The Best Balance Transfer Cards Out There

One of the most disheartening things about debt is the way that your multiple loans and seeming endless payments and high interest rates cause you such stress. If you were lucky enough to be able to finance multiple loans, it can really put you in an unhappy state when you have to make hefty payments that mainly amount to a lot of interest. It never feels good to know that you’re more so paying for the favor to borrow than paying off your actual balance. You need to find the best balance transfer cards that are available for you to utilize.


If you’re in a serious everyday struggle to handle it all, debt consolidation might be a useful option for your situation. You end up taking on one single debt account with an interest rate that’s usually lower than you’ve been paying. Debt consolidation loans from peer-to-peer lenders are the best bet for most people, but if you’re someone that has an exceptionally high credit score, you might be lucky enough to acquire a balance transfer card. Finding the right balance transfer card will make your repayment process that much easier while helping you save on interest costs along the way. Of course, not all balance transfer cards are the same and there are a lot of fine lines that you should look into studying before you commit to the best balance transfer cards there are out there.

How They Work

The best balance transfer cards exist so that one can use a new line of credit to pay off a smaller existing loan. The best balance transfer cards usually have very low interest rates and some other cards have introductory rates of 0%. Once you transfer your balance over, most of your payments will go to paying down your principal balance. If you’ve got two credit cards that both have different balances, you’ll have different minimum payments and interest rates to pay on each. Having that 0% introductory interest rate could do a lot for maximizing your payments.

You definitely have to be careful when using a balance transfer card because you can still rack up debt on those cards you just paid off. It’s also important to note that introductory interest rates don’t last forever: they have an expiration date! You have to go into the situation with a plan to pay off the card before the introductory rate expires and you can’t spend with the new card. There’s also a fairly common balance transfer fee that most cards will charge you. It’s usually 3 to 5% of the total balance being transferred. It may sound like a small fee, but it can certainly add up more quickly than you think. Find out more about the three best balance transfer cards there are for you to apply for.

Three Major Balance Transfer Cards

  • The Chase Slate card targets people that are searching for further insight into their spending habits. The Chase Slate card is one of the best balance transfer cards there is because the introductory 0% interest rate lasts for 15 months. They also don’t charge a balance transfer fee. For debt consolidation repayment that’s fairly stress-free, the Chase Slate card is a great option for most people.
  • The CITI Simplicity cards does all it can to work with its clients by offering up to 18 months’ time to pay off your card debts if just can’t manage it all with the regular 15 months’ time.

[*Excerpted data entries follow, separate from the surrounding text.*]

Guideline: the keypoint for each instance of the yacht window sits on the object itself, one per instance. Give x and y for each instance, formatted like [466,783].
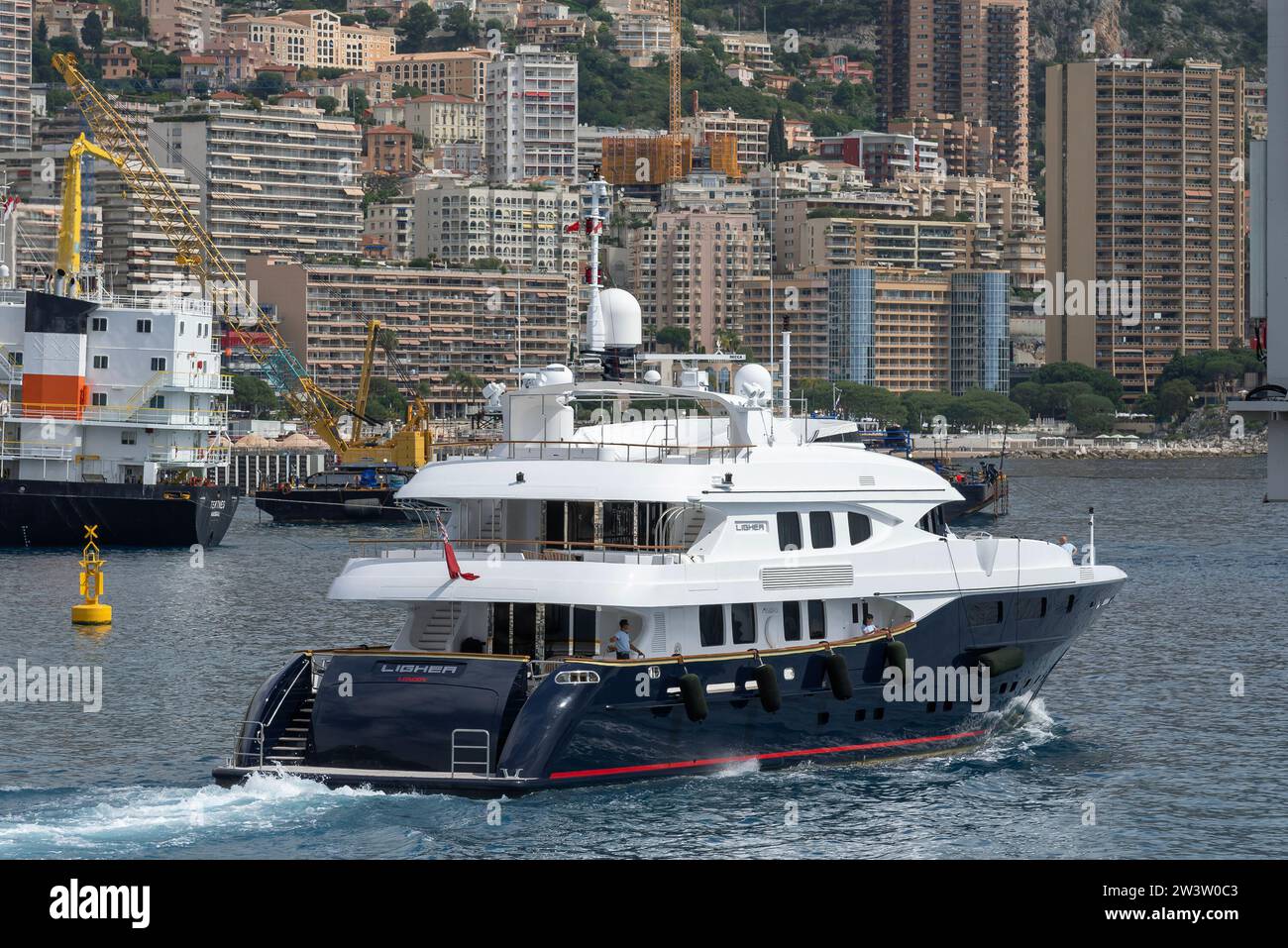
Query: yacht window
[816,620]
[984,613]
[742,620]
[789,531]
[1031,608]
[793,621]
[711,625]
[820,530]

CITI Simplicity is one of the best balance transfer cards because you won’t be charged a late fee or penalty interest rate if ever you miss a payment. That means that you won’t send yourself spiraling into further financial distress just because you missed a payment. CITI Simplicity also offers 18 months of 0% interest on purchases, but you really shouldn’t purchase anything at all with this card unless you absolutely have to. This card does come with a 3% balance transfer fee, so if you owe quite a bit in debt, that fee could be more than you’re willing to pay.
  • Lake Michigan Credit Union’s Prime Platinum card is great for folks that know they certainly can’t pay off their debts in 15 or 18 months. The Prime Platinum is one of the best balance transfer cards because even though they charge an ongoing 6.25% interest rate, they don’t charge a balance transfer fee and that interest rate is lower than the rate of most credit card purchases today.

Before you decide on one particular card, you should identify what your personal financial needs are. You’ll want to research thoroughly which route to take and you might even have to employ a few different options to work with your unique situation. You want to make sure you’re getting the best deal possible and you’re undertaking something you can afford!